Petição Pública
Responsabilização pelos crimes ambientais em Tavira

Assinaram a petição 2.284 pessoas
Exmos Senhores
Em consequência dos últimos acontecimentos na Ilha Deserta, no concelho de Tavira, nós abaixo assinados vimos por este meio manifestar a nossa preocupação pelo desastre ambiental que corre atualmente na costa de Tavira. Nas últimas semanas formou-se uma “maré de lixo”, que se espalhou ao longo do areal, entre o molhe Este da Barra de Tavira e a Praia de Cabanas. No local vêem-se vários tipos de lixos como plásticos, ferros, vidros, tecidos, peças de carros, artes de pesca de plástico, carrinhos de compras, entre outros. Anualmente muito lixo vem parar ao areal, o chamado “lixo marinho”, mas este ano está a ser uma exceção, observando-se uma quantidade anómala ao longo da praia.

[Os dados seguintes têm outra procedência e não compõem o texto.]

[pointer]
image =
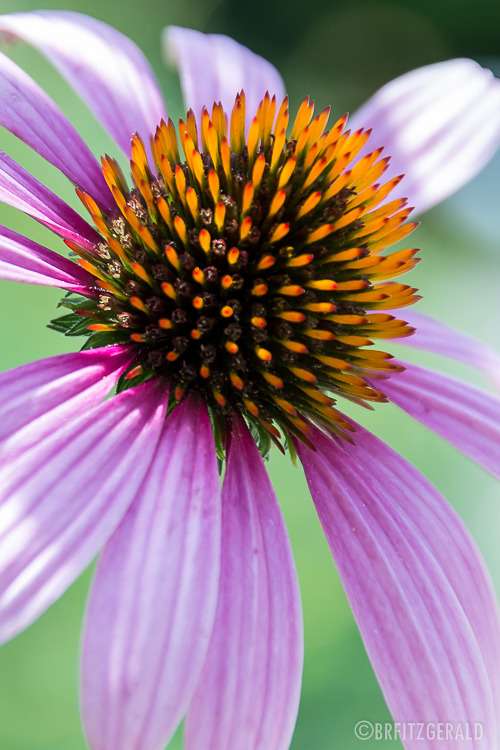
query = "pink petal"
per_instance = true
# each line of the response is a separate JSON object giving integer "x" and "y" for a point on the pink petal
{"x": 248, "y": 694}
{"x": 440, "y": 338}
{"x": 32, "y": 116}
{"x": 440, "y": 124}
{"x": 106, "y": 69}
{"x": 416, "y": 583}
{"x": 63, "y": 497}
{"x": 153, "y": 600}
{"x": 52, "y": 391}
{"x": 214, "y": 68}
{"x": 465, "y": 416}
{"x": 20, "y": 190}
{"x": 26, "y": 261}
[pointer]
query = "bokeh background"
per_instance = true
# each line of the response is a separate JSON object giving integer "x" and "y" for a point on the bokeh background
{"x": 338, "y": 53}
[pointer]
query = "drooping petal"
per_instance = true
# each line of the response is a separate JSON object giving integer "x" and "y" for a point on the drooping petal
{"x": 35, "y": 399}
{"x": 106, "y": 69}
{"x": 26, "y": 261}
{"x": 29, "y": 113}
{"x": 20, "y": 190}
{"x": 440, "y": 124}
{"x": 248, "y": 694}
{"x": 416, "y": 583}
{"x": 63, "y": 497}
{"x": 153, "y": 599}
{"x": 465, "y": 416}
{"x": 214, "y": 68}
{"x": 440, "y": 338}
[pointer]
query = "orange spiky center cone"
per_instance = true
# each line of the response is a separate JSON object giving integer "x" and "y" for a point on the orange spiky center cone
{"x": 248, "y": 268}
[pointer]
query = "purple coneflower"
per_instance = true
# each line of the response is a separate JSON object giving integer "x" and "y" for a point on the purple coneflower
{"x": 230, "y": 290}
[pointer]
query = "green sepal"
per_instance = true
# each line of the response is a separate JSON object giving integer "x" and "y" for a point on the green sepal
{"x": 70, "y": 325}
{"x": 123, "y": 383}
{"x": 98, "y": 339}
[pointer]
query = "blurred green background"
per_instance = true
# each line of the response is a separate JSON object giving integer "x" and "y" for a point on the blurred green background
{"x": 338, "y": 53}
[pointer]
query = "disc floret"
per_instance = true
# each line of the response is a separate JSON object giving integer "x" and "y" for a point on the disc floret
{"x": 248, "y": 268}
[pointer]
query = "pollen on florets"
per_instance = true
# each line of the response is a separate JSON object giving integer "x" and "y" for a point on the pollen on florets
{"x": 248, "y": 267}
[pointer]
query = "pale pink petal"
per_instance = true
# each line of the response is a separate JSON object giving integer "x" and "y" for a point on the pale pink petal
{"x": 440, "y": 124}
{"x": 440, "y": 338}
{"x": 35, "y": 399}
{"x": 106, "y": 69}
{"x": 248, "y": 694}
{"x": 29, "y": 113}
{"x": 214, "y": 68}
{"x": 465, "y": 416}
{"x": 20, "y": 190}
{"x": 153, "y": 600}
{"x": 63, "y": 497}
{"x": 416, "y": 583}
{"x": 26, "y": 261}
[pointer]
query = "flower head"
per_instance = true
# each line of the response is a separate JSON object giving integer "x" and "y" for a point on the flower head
{"x": 231, "y": 289}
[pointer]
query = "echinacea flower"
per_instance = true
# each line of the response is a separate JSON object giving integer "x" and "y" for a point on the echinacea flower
{"x": 230, "y": 290}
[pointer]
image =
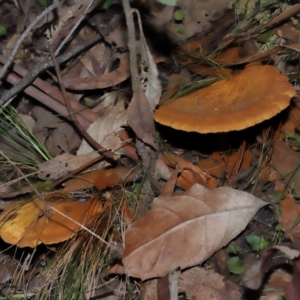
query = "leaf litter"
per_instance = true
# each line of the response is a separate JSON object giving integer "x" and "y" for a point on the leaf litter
{"x": 122, "y": 194}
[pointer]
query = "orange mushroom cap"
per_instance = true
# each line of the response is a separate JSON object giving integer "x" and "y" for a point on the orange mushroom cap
{"x": 26, "y": 223}
{"x": 256, "y": 94}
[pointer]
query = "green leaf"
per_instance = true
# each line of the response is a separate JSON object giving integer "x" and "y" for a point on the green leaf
{"x": 234, "y": 265}
{"x": 233, "y": 248}
{"x": 254, "y": 242}
{"x": 168, "y": 2}
{"x": 89, "y": 103}
{"x": 106, "y": 5}
{"x": 178, "y": 15}
{"x": 3, "y": 30}
{"x": 181, "y": 29}
{"x": 44, "y": 2}
{"x": 263, "y": 243}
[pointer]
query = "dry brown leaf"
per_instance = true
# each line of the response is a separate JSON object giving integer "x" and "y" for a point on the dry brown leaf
{"x": 198, "y": 17}
{"x": 289, "y": 220}
{"x": 104, "y": 132}
{"x": 183, "y": 230}
{"x": 189, "y": 173}
{"x": 140, "y": 118}
{"x": 101, "y": 179}
{"x": 101, "y": 81}
{"x": 286, "y": 161}
{"x": 242, "y": 105}
{"x": 28, "y": 224}
{"x": 62, "y": 164}
{"x": 227, "y": 165}
{"x": 198, "y": 283}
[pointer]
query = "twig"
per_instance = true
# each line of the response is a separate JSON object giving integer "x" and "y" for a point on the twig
{"x": 74, "y": 28}
{"x": 88, "y": 138}
{"x": 44, "y": 65}
{"x": 135, "y": 78}
{"x": 25, "y": 33}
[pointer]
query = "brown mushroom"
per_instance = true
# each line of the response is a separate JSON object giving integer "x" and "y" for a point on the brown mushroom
{"x": 256, "y": 94}
{"x": 28, "y": 223}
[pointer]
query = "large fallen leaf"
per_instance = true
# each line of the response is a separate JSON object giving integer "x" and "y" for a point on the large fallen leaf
{"x": 183, "y": 230}
{"x": 28, "y": 223}
{"x": 289, "y": 220}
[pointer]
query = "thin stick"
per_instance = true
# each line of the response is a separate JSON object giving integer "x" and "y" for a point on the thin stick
{"x": 25, "y": 33}
{"x": 88, "y": 138}
{"x": 44, "y": 65}
{"x": 74, "y": 28}
{"x": 135, "y": 78}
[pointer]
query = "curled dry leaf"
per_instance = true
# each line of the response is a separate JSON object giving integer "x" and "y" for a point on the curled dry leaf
{"x": 101, "y": 179}
{"x": 104, "y": 131}
{"x": 289, "y": 220}
{"x": 183, "y": 230}
{"x": 254, "y": 275}
{"x": 62, "y": 164}
{"x": 286, "y": 161}
{"x": 30, "y": 223}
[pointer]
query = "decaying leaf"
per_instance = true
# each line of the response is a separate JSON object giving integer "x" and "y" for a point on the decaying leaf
{"x": 286, "y": 161}
{"x": 30, "y": 223}
{"x": 199, "y": 283}
{"x": 289, "y": 219}
{"x": 183, "y": 230}
{"x": 101, "y": 179}
{"x": 104, "y": 131}
{"x": 254, "y": 275}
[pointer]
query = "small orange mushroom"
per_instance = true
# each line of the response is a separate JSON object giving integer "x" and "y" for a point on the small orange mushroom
{"x": 28, "y": 224}
{"x": 256, "y": 94}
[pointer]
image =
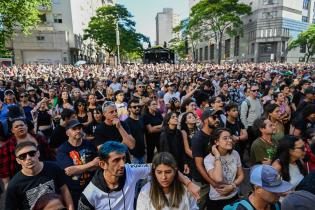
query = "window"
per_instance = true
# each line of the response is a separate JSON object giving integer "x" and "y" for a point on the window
{"x": 42, "y": 18}
{"x": 268, "y": 2}
{"x": 305, "y": 19}
{"x": 206, "y": 53}
{"x": 252, "y": 49}
{"x": 303, "y": 48}
{"x": 227, "y": 48}
{"x": 269, "y": 15}
{"x": 58, "y": 18}
{"x": 306, "y": 4}
{"x": 212, "y": 51}
{"x": 40, "y": 38}
{"x": 237, "y": 46}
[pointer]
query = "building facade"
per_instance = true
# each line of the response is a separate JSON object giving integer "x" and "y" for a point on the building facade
{"x": 58, "y": 39}
{"x": 165, "y": 22}
{"x": 267, "y": 32}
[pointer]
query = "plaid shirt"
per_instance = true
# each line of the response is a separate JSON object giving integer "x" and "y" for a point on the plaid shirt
{"x": 8, "y": 164}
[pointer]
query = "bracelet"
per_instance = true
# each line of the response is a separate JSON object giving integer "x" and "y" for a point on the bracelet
{"x": 217, "y": 158}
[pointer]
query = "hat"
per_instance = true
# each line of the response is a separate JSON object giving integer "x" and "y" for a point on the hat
{"x": 269, "y": 179}
{"x": 309, "y": 90}
{"x": 9, "y": 91}
{"x": 30, "y": 88}
{"x": 72, "y": 124}
{"x": 298, "y": 200}
{"x": 207, "y": 113}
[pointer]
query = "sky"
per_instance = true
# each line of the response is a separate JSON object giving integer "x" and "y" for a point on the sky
{"x": 144, "y": 12}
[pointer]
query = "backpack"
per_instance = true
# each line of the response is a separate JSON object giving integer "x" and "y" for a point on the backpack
{"x": 244, "y": 203}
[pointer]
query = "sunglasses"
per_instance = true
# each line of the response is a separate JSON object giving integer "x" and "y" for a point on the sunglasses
{"x": 23, "y": 156}
{"x": 301, "y": 148}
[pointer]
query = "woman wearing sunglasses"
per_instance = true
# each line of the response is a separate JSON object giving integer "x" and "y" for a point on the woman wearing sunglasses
{"x": 288, "y": 159}
{"x": 224, "y": 167}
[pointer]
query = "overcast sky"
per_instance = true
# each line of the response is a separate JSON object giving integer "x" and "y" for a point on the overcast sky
{"x": 144, "y": 12}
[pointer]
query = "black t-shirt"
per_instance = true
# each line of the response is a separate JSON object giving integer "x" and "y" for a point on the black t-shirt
{"x": 235, "y": 128}
{"x": 137, "y": 130}
{"x": 200, "y": 143}
{"x": 58, "y": 137}
{"x": 23, "y": 191}
{"x": 104, "y": 133}
{"x": 152, "y": 120}
{"x": 68, "y": 155}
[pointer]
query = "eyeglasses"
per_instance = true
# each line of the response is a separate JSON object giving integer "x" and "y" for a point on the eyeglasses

São na sua maioria lixos impregnados de lodo, os quais provém, provavelmente, dos lodos largados ao longo da costa, na sequência das dragagens do Rio Gilão, ocorridas entre 2 de novembro de 2018 e 15 de fevereiro de 2019. Os lodos para além de conterem lixos estão impregnados de materiais poluentes, como gasóleos e óleos. Os cidadãos e as comunidades piscatórias demonstram aqui a sua preocupação e querem uma responsabilização deste ato de crime ambiental, por parte das Entidades responsáveis pela obra, que afirmavam que “as análises apresentadas confirmam a classificação na Classe 1 de todos os sedimentos amostrados na zona a dragar (quer à profundidade de dragagem quer à superfície), pelo que cumpre com o determinado na Portaria n.º 1450/2007, de 12 de Novembro. A Classe 1 é “material limpo que não apresenta qualquer risco, podendo ser depositado em meio aquático ou utilizado para alimentação das praias sem normas restritivas.” Estas declarações não correspondem à verdade dos fatos e ao que se observou no local da dragagem. Não houve também um cuidado para fazer uma triagem e recolha dos lixos mais pequenos na draga. Para finalizar, o depósito dos lodos contaminados aconteceu “ao largo da praia de Cabanas-Mar, de acordo com as orientações da Agência Portuguesa do Ambiente (APA) e o do parecer positivo do ICNF (Instituto da Conservação da Natureza e Florestas)”. Os lodos impregnados foram assim largados no mar, a poucas milhas da costa, ficando ocultos, apenas expostos quando vêm até ao areal, em consequência da agitação marítima, sem responsabilização. Nós abaixo assinados pedimos uma responsabilização das Entidades Responsáveis pelo projeto que provocaram o atentando ambiental que acima descrevemos.